Wednesday, September 07, 2005

In a related story, journalists have started asking tough questions

Poor Scott McClellan. He's got to be the guy standing up on the podium, shoveling the shit we have taken to calling "information." For far too long, the press has taken what he has had to offer, without much analysis or thought. Softball after softball- and then a wiffle ball or two from the gay prostitute in the back of the room.

The press have gotten their testes back.


Q Well, let's talk about it. Are you saying the President is -- are you saying that the President is confident that his administration is prepared to adequately, confidently secure the American people in the event of a terrorist attack of a level that we have not seen? And based on what does he have that confidence?

MR. McCLELLAN: Yes, and that's what he made clear earlier today, that obviously we want to look and learn lessons from a major catastrophe of this nature.

Q Yes, but you're telling us today there will be time for that somewhere down the road. Well, what if it happens tomorrow?

MR. McCLELLAN: We can engage in this blame-gaming going on and I think that's what you're getting --

Q No, no. That's a talking point, Scott, and I think most people who are watching this --

MR. McCLELLAN: No, that's a fact. I mean, some are wanting to engage in that, and we're going to remain focused --

Q I'm asking a direct question. Is he confident --

MR. McCLELLAN: We're going to remain focused on the people.

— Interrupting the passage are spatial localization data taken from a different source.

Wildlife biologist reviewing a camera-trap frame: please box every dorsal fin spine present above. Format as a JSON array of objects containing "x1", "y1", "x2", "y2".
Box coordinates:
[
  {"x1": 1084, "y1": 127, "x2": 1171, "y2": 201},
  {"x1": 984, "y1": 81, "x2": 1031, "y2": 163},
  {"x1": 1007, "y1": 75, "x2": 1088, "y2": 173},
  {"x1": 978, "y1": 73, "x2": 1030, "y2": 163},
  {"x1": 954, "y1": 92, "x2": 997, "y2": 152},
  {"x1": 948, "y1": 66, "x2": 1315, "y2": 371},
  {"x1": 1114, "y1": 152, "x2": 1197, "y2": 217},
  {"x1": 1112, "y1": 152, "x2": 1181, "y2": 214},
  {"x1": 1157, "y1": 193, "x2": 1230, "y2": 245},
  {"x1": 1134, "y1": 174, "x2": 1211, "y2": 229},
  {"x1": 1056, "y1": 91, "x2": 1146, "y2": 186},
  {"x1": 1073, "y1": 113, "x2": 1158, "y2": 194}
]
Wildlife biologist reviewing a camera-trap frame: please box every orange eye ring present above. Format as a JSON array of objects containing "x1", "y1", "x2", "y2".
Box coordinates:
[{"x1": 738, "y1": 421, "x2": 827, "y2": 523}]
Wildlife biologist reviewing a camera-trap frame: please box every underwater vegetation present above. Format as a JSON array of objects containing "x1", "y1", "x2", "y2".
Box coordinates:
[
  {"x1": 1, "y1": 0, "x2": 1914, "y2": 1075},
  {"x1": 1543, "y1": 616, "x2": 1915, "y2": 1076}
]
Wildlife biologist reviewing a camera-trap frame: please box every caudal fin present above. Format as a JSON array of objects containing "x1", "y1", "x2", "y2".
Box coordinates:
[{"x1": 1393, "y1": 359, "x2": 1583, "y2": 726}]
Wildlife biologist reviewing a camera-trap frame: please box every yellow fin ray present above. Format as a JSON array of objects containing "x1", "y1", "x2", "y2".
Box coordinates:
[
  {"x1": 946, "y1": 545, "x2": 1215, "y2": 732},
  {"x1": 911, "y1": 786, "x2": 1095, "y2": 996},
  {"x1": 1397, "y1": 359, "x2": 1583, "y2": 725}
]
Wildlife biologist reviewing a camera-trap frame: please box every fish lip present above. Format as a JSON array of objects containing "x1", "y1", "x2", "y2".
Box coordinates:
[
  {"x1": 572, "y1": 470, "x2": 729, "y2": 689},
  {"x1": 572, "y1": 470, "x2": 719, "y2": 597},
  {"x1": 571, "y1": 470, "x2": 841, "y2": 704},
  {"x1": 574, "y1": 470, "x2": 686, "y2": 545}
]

Q -- that he can secure the American people in the event of a major terrorist attack?

MR. McCLELLAN: We are securing the American people by staying on the offensive abroad and working to spread freedom and democracy in the Middle East.

Q That's a talking point. That's a talking point.

Republicans are in trouble for 2006. It seems that the best we can hope from them in incompetence. At worst, they give us cronyism and corruption. Kick 'em out in 2006. All of them, en masse.

And a quick follow-up on my essay about Katrina. It was cited in Blogcritics, and I got dissed.

CThomasEsq of DeToqueville Blvd muses about "Root Causes" for the disaster on the Gulf, laying the blame squarely on ordinary drivers (you and me) for contributing to global warming. Oh, yeah, and President Bush for not signing the Kyoto Accords.

Okay, that does it! It must be true, -I- caused Hurricane Katrina. I mean, what is it, a giant moving mass of hot air? I rest my case.

He chides me and others for trying to find the reasons for the disaster at a time when there is still so much to do in terms of immediate relief. Fair enough- but you can support the people on the ground while still piecing the puzzle together. Things do not happen without a reason. Hurricanes do not form over Greenland (yet)- the Earth is getting warmer, and hurricanes requires warm water to form. If there is a better explantion, please call me on it.

And as if to prove my point, Tropical Storm Ophelia is floating off the Florida coast. Ophelia is the fifteenth named storm of this season, not counting the unnamed tropical depressions. 2005 is now the seventh most active hurricane season since records began being kept.

Statistical peak of the season will be Saturday.